Latest revision as of 15:06, 1 February 2024

Structure of PPIA in complex with PR dipeptide repeatStructure of PPIA in complex with PR dipeptide repeat

Structural highlights

7abt is a 2 chain structure with sequence from Homo sapiens. Full crystallographic information is available from OCA. For a guided tour on the structure components use FirstGlance.
Method:	X-ray diffraction, Resolution 1.31Å
Resources:	FirstGlance, OCA, PDBe, RCSB, PDBsum, ProSAT

Function

PPIA_HUMAN PPIases accelerate the folding of proteins. It catalyzes the cis-trans isomerization of proline imidic peptide bonds in oligopeptides.

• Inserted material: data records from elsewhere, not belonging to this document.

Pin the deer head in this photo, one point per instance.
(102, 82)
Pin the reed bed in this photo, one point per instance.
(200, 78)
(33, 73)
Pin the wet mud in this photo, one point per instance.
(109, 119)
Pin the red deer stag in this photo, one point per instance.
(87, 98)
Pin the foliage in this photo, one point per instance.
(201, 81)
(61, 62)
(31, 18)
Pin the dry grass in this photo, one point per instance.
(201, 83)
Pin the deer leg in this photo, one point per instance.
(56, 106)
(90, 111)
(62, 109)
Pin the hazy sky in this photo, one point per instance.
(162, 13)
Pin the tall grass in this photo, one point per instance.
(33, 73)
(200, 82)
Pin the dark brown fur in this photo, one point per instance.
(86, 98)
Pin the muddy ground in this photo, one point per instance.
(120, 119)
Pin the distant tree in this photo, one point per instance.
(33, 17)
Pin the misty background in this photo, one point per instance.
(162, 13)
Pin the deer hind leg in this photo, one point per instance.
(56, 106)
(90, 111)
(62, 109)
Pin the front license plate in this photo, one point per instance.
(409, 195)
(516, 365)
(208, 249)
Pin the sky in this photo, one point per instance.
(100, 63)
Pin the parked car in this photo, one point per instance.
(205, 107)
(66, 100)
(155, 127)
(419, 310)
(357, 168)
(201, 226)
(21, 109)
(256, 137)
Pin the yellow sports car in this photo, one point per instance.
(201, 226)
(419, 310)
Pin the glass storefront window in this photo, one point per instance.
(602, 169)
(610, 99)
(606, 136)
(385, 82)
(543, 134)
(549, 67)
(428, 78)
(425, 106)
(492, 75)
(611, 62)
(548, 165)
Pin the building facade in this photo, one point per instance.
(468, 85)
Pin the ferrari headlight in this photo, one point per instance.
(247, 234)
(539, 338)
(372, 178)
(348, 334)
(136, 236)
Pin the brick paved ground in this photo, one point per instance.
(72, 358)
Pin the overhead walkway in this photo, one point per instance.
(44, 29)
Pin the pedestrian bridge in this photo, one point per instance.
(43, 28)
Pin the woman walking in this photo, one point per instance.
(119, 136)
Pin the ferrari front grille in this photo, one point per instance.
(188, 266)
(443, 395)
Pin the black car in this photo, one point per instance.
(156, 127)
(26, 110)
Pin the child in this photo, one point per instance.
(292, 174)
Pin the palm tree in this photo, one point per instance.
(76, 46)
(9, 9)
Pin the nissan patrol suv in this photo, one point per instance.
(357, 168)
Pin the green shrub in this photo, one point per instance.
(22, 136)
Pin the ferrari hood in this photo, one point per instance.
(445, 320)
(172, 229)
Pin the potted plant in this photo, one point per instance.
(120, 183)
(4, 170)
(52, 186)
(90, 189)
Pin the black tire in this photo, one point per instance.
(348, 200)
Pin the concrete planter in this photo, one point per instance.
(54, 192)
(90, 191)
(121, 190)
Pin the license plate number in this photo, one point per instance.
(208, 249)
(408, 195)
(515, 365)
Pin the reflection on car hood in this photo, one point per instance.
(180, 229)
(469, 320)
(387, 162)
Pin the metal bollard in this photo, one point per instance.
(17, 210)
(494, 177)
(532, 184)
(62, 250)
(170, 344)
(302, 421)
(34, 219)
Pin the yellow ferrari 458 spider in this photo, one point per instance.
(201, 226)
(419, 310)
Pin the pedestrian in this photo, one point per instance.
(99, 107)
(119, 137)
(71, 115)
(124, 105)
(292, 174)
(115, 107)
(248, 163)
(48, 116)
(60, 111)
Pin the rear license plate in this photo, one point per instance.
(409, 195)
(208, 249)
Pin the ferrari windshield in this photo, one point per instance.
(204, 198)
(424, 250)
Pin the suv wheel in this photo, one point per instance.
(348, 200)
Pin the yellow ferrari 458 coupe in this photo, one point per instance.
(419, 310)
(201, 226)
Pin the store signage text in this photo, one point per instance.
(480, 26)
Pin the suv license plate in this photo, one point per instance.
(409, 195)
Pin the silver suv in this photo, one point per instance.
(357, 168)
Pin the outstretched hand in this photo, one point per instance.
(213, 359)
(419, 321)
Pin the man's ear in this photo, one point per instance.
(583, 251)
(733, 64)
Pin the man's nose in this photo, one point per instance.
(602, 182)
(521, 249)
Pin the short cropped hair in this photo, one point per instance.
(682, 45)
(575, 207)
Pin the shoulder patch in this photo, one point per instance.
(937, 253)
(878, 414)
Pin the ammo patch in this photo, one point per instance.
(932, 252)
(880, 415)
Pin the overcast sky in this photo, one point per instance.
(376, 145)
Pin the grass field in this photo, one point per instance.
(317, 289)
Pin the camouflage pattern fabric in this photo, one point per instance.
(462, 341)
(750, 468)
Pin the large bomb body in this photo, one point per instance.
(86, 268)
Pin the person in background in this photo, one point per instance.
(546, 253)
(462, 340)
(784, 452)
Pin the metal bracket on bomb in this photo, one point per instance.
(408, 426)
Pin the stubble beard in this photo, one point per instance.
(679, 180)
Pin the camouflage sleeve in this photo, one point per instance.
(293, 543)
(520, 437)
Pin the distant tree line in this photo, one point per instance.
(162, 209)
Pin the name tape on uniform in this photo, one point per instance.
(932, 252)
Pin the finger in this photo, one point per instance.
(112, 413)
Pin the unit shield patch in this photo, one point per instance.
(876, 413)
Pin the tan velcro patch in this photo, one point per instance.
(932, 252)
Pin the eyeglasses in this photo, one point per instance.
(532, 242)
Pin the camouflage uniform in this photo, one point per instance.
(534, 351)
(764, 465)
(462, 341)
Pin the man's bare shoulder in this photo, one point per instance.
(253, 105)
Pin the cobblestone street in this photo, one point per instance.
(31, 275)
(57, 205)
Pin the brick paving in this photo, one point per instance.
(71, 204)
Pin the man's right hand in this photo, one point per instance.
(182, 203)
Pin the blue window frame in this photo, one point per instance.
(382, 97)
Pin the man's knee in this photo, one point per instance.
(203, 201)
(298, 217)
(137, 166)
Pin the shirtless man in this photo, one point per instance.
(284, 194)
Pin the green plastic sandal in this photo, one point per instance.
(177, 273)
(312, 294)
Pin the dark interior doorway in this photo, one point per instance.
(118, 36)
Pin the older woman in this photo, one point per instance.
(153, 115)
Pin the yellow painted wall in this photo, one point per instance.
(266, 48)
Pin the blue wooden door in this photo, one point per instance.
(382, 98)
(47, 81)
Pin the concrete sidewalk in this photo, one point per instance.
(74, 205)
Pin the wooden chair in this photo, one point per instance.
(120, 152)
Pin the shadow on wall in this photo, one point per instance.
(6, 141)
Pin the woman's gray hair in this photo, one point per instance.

Publication Abstract from PubMed

Amyotrophic lateral sclerosis and frontotemporal dementia are two neurodegenerative diseases with overlapping clinical features and the pathological hallmark of cytoplasmic deposits of misfolded proteins. The most frequent cause of familial forms of these diseases is a hexanucleotide repeat expansion in the non-coding region of the C9ORF72 gene that is translated into dipeptide repeat polymers. Here we show that proline/arginine repeat polymers derail protein folding by sequestering molecular chaperones. We demonstrate that proline/arginine repeat polymers inhibit the folding catalyst activity of PPIA, an abundant molecular chaperone and prolyl isomerase in the brain that is altered in amyotrophic lateral sclerosis. NMR spectroscopy reveals that proline/arginine repeat polymers bind to the active site of PPIA. X-ray crystallography determines the atomic structure of a proline/arginine repeat polymer in complex with the prolyl isomerase and defines the molecular basis for the specificity of disease-associated proline/arginine polymer interactions. The combined data establish a toxic mechanism that is specific for proline/arginine dipeptide repeat polymers and leads to derailed protein homeostasis in C9orf72-associated neurodegenerative diseases.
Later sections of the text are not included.